IA : pourquoi certains prompts peuvent émettre jusqu’à 50 fois plus de CO₂
Toutes les requêtes envoyées à une IA ne mobilisent pas les mêmes ressources. Une étude menée en Allemagne montre que les modèles qui développent leur raisonnement peuvent alourdir fortement leur bilan carbone, sans que ce coût supplémentaire assure systématiquement une meilleure réponse.

Le 19 juin 2025, une étude menée par des chercheurs allemands remet une idée simple au centre du débat sur l’intelligence artificielle : toutes les questions adressées à un chatbot n’ont pas le même coût environnemental. Derrière une réponse affichée en quelques secondes se trouvent des calculs effectués dans des centres de données. Or, selon la tâche demandée et le modèle sollicité, ces calculs peuvent varier dans des proportions considérables.

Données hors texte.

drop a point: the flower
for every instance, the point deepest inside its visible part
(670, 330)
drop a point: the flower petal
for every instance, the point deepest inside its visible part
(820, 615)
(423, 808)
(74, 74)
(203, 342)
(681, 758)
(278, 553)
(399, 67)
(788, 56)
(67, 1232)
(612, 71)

Les chercheurs ont observé que certains modèles d’IA capables de développer un raisonnement détaillé pouvaient générer jusqu’à 50 fois plus d’émissions de CO₂ que des modèles fournissant des réponses courtes. Le résultat ne signifie pas qu’un mot ou une formulation précise serait intrinsèquement très polluant. Il montre plutôt qu’une requête qui déclenche un raisonnement long, une explication étape par étape ou une résolution complexe peut mobiliser beaucoup plus de ressources informatiques qu’une demande simple.
Ce que l’étude a comparé
Les travaux ont été menés par une équipe comprenant Maximilian Dauner, chercheur à la Hochschule München University of Applied Sciences. Son objectif était de mesurer l’impact climatique associé au traitement de questions standardisées par différents modèles de langage.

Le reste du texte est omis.